President Ramaphosa lauded this decision in his newsletter this week, rightly remarking of the 1913 Land Act that “by depriving our people of their right to own and work the land on which they depended for sustenance and livelihood, this great injustice engineered the poverty of black South Africans”.

The Democratic Alliance has consistently called on government to release unused or underused state land for land reform. However, the key word in the above quote is “own”. Land reform will only be successful if it changes patterns of land ownership. And yet the government appears intent on leasing state land, including that acquired through expropriation without compensation, rather than transferring full ownership to previously disadvantaged South Africans.

Can land even be said to have been “redistributed” if it remains in the ownership of the state?

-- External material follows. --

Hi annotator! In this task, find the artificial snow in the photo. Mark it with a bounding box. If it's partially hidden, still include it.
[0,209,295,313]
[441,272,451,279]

Government’s reluctance to grant emerging farmers full tenure of the land they work undermines South Africa’s land reform project, engineering the continued poverty of black South Africans and continued skewed ownership patterns.

Although there is a stated option for lease beneficiaries to buy the land, government has in fact displayed a marked reluctance in the past to transfer ownership. Perhaps best known is the case of David Rakgase, who last year secured a landmark judgement when the Pretoria high court ruled as irrational and unconstitutional the government’s refusal to sell land to him, the land he had been farming successfully for 27 years. Mr Rakgase finally owns the land he farms. This is the kind of land reform we need in South Africa.

The Democratic Alliance has long argued that beneficiaries of land reform should be full owners, through having full tenure and title to the land they work. We believe successful land reform requires secure private property rights. Full ownership sets emerging farmers up for success with both the collateral and incentive they need to invest in their land and make it productive. It protects rights, builds intergenerational wealth and promotes prospects for self-reliance, independence and economic prosperity.

Minister Didiza’s plan is that beneficiaries will sign a non-transferable lease agreement with the state and pay a rental fee consistent with the land value. A long enough lease could be used for collateral, except these leases are specifically non-transferable, conferring no security to the farmer since the farm can be repossessed at the whim of the state. Insecure tenancy sets emerging farmers up for failure and will more likely entrench rather than dispel the false “stereotype that only white farmers are successful in South Africa”.

Leasehold on these terms is a feudal, paternalistic approach that does little to change patterns of agricultural land ownership and much to grow patronage opportunities for the state. Let us hope this announcement is not just a political ploy, an electoral ruse to give the illusion of empowerment, while in fact growing patronage power for the state. Certainly, the process undertaken to identify beneficiaries needs to be transparent and fulfil the constitutional requirement for equitable access. This cannot be yet more enrichment opportunities for a connected elite.

Take the case of Lulama and Nothandekile Kapa, a farmworker-turned-farmer couple who have been farming a piece of state-owned land in the Eastern Cape without a lease for the past 31 years. They have been trying unsuccessfully now for a decade to get the government to formally lease the land to them. Despite having no formal tenure, their farming operation is flourishing. Far from supporting the Kapas to lease the land they work the government has more recently tried to shift them off the farm in favour of an ANC-linked family.

But even if government’s intentions are sincere, South Africa should pursue an ownership model over leasehold. A leasing arrangement of the sort proposed by Minister Didiza requires an honest, capable state to administer this programme ongoing. Yet her department lacks the capacity to do so, as per Judge Edwin Cameron’s assessment of it last year when he stated “it has displayed a patent incapacity to get the job done” and “the department’s tardiness and inefficiency in making land reform and restitution real has triggered what rightly can be called a constitutional near-emergency”. And indeed, many emerging farmers have received letters to vacate their leased state land, for no clear reason. Many others still have no lease at all.

Although government claims a redistributive vision which implies broadening land ownership, its commitment to leasing state land (and to the policy of expropriating private land to the state without compensation and then leasing it) will in fact concentrate land ownership in the state and deter private investment in land productivity.

Successful land reform is so important for South Africa, not only to promote economic prosperity and food security, but to heal the deep divisions of our unjust past. I urge South Africans to reject this model of tenancy dependent on an all-powerful state and instead to support one of broad-based ownership with secure private property rights.